Relationship to Other Methods

Method	Comparison to DFI
SHAP KernelExplainer	Model-agnostic like DFI, but uses sampling-based Shapley estimation. DFI uses OT-based counterfactuals.
SHAP TreeExplainer	Exact Shapley for trees. DFI works with any model.
LIME	Local linear approximation. DFI considers global distribution.
Permutation Importance	Breaks feature dependencies. DFI preserves correlation structure.
Integrated Gradients	Requires gradients. DFI is gradient-free.

Confidence Intervals

A key advantage of DFI is built-in uncertainty quantification. The conf_int() method provides:

Standard errors computed across samples
Confidence intervals using normal approximation
P-values for testing \(H_0: \phi_j = 0\) or \(H_0: \phi_j \leq \delta\)
Variance floor methods for stable inference with small effects
Multiple Testing Correction: control of False Discovery Rate (FDR) or Family-Wise Error Rate (FWER) via multitest_method.

The returned dictionary includes:

Key	Description
`score`	Estimated feature importance (mean UEIF).
`se`	Standard error of the mean UEIF (after variance floor).
`zscore`	Signed z-statistic: `(score − margin) / se`.
`ranking`	Integer rank by descending z-score (1 = most important).
`ci_lower` / `ci_upper`	Confidence interval bounds.
`reject_null`	Boolean array indicating rejected null hypotheses.
`pvalue`	One- or two-sided p-value.
`pvalue_adj`	Multiple-testing-adjusted p-values (present when `multitest_method` is set).
`groups`	List of group names (present when `groups` argument is provided).

This enables statistical feature selection: identify features that are significantly different from zero or a practical threshold.

Multiple Testing Correction

When testing hundreds of features simultaneously, the probability of obtaining false positives (Type I errors) increases. conf_int() supports multiple testing corrections using the statsmodels library.

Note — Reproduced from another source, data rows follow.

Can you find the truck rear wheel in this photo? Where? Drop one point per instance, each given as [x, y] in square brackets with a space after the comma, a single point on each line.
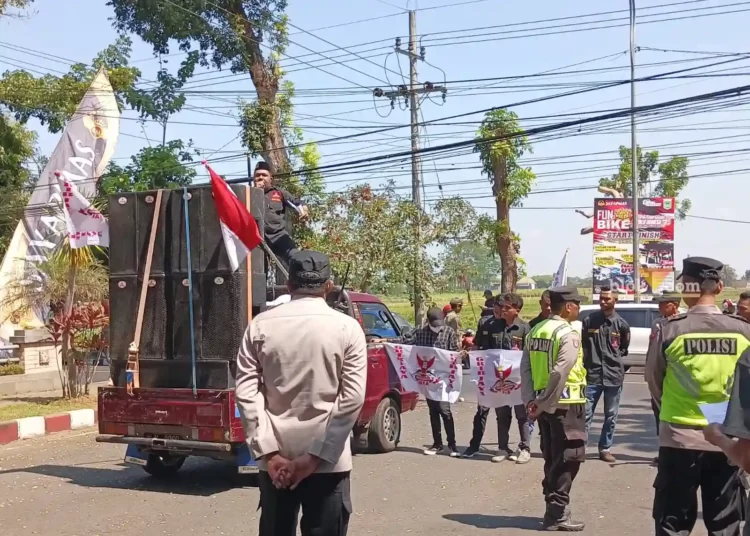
[163, 465]
[385, 428]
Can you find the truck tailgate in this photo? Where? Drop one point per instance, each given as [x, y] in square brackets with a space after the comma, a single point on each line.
[164, 407]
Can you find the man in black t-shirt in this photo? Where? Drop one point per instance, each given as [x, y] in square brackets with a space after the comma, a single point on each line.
[506, 331]
[733, 437]
[277, 201]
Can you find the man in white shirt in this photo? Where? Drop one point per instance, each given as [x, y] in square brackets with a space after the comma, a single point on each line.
[301, 375]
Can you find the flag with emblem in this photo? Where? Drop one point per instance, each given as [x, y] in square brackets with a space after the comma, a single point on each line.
[86, 225]
[497, 376]
[432, 372]
[238, 227]
[561, 276]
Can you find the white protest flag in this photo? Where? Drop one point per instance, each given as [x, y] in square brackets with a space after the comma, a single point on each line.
[561, 277]
[431, 372]
[497, 375]
[86, 225]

By setting multitest_method, you can choose from various correction methods:

FWER Control: 'bonferroni', 'holm', 'sidak', etc.
FDR Control: 'fdr_bh' (Benjamini-Hochberg), 'fdr_by' (Benjamini-Yekutieli).

When a correction is applied, conf_int() returns adjusted p-values as pvalue_adj, and the reject_null decision is updated to reflect the specified alpha (e.g., FDR < 0.05).

Group-Level Importance

In many applications features naturally belong to groups (e.g., genomic regions, sensor categories, feature families). The conf_int() method supports a groups argument that aggregates per-sample UEIFs across features within each group and reports group-level importance with proper uncertainty.

Given a group \(S_g \subseteq \{1, \ldots, d\}\), the group importance is:

\[\phi_g = \frac{1}{n} \sum_{i=1}^{n} \sum_{j \in S_g} \text{UEIF}_{ij}\]

The standard error is computed from the per-sample grouped UEIFs \(u_i = \sum_{j \in S_g} \text{UEIF}_{ij}\):

\[\text{SE}_g = \frac{\sigma(u)}{\sqrt{n}} + \frac{c}{\sqrt{n}\; z_{1-\alpha/2}}\]

where \(c\) is a small finite-sample correction constant (default 0.1) that prevents anti-conservative z-scores when the raw SE is very small.

An optional null-thresholding step (threshold_null=True) zeros out per-feature UEIFs with negative mean before aggregation, preventing estimation noise from artificially deflating group importance.

Previously, this was handled by a separate group_importance() method, which is now deprecated in favor of the more flexible conf_int(groups=...) API.